Why Do We Keep Hanging On?
Saturday, September 21, 2024
Blog No. 39 - Reading Time: 3:15
There is a term used in modern business called The Sunk-Cost Fallacy. It is a phenomenon whereby a person is reluctant to abandon a strategy or course of action because they have invested heavily in it, even when it is clear that abandonment would be more beneficial.
I see so many people hanging on to stuff that not only no longer serves a purpose, but has become unmanageable and detrimental to them moving forward in life.
I’m not talking just about old sins and habits that continue to wreak havoc on our lives, but relationships, projects, ambitions, and other pursuits. The Sunk-Cost Fallacy in relationships occurs when individuals continue investing time, emotional energy, and effort into a relationship despite recognizing that it is no longer fulfilling or beneficial. And in some cases destructive.

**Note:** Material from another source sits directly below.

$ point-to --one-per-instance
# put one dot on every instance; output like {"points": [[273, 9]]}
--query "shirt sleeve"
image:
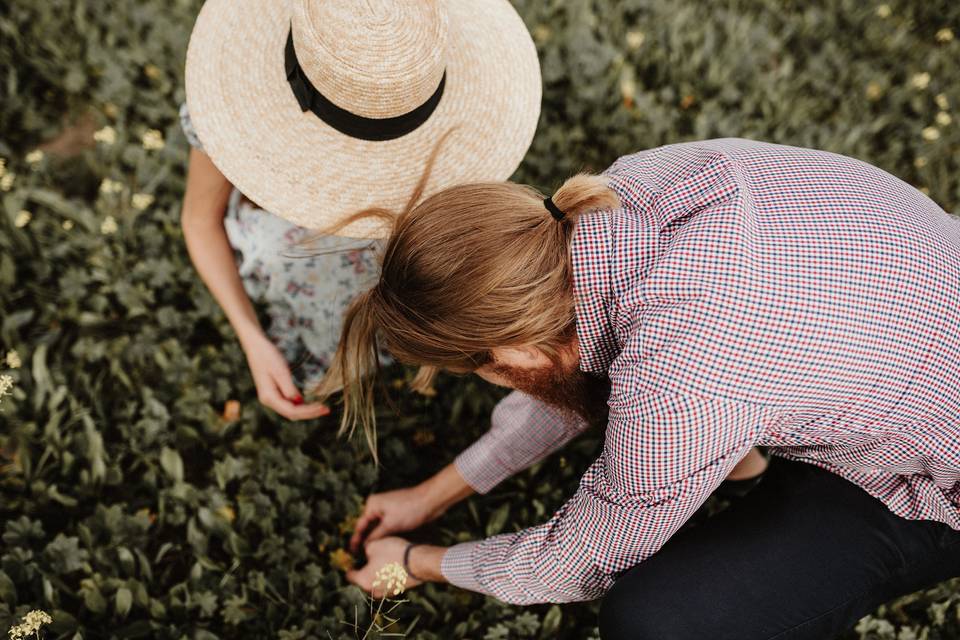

Why do we not just let go and limit our losses? Why can we not see that we cannot continue to pour more good money after bad? Sometimes it may be pride, in our unwillingness to admit we’ve made a mistake. Sometimes emotions get in the way and prevent us from walking away. At other times we deceive ourselves into thinking that with a little more effort we can turn our failures into successes.
The Time Has Come
Whatever the case, we end up hanging onto things longer even after their purpose has either been fulfilled or they have outlived their usefulness. I could coin the term “emotional hoarders.” People who drag so many things along with them in life that eventually they come to a standstill. People who are buried under a load of past hurts and offenses that drown them in self-pity. Yet, they are still unwilling to let it go and be free.
The expression “dragging it up again” is very real. It’s done. It’s buried. Quit digging up what has died and pouring more emotional effort into it.
I think sometimes we need to consider that it’s not all those things in the past that are holding us back as much as it is our clinging to them, hoping for a change. We need to clearly define when something is over and cut it loose. The true fallacy is thinking that time changes things. Really no more than time heals things. Neither are true. Change must begin within us. This means throwing out all the old emotional baggage and making room for useful things that help our lives to move forward. Letting go is not easy.
Seasons Change, An So Do I
In my season of life I have begun getting rid of all the stuff that pertains to me. Most of it goes to the Goodwill, the remainder goes in the trash. However, because I have hung onto so many things beyond their usefulness, I still feel like it’s somewhere around the house. Sometimes I even go looking for it before I realize I gave it away. So now I am making a list of everything that I no longer am hanging onto to remind myself to forget it and move on. Maybe we ought to do that for every area of our lives.
Until next Monday, may the Lord bless you! Pray for us!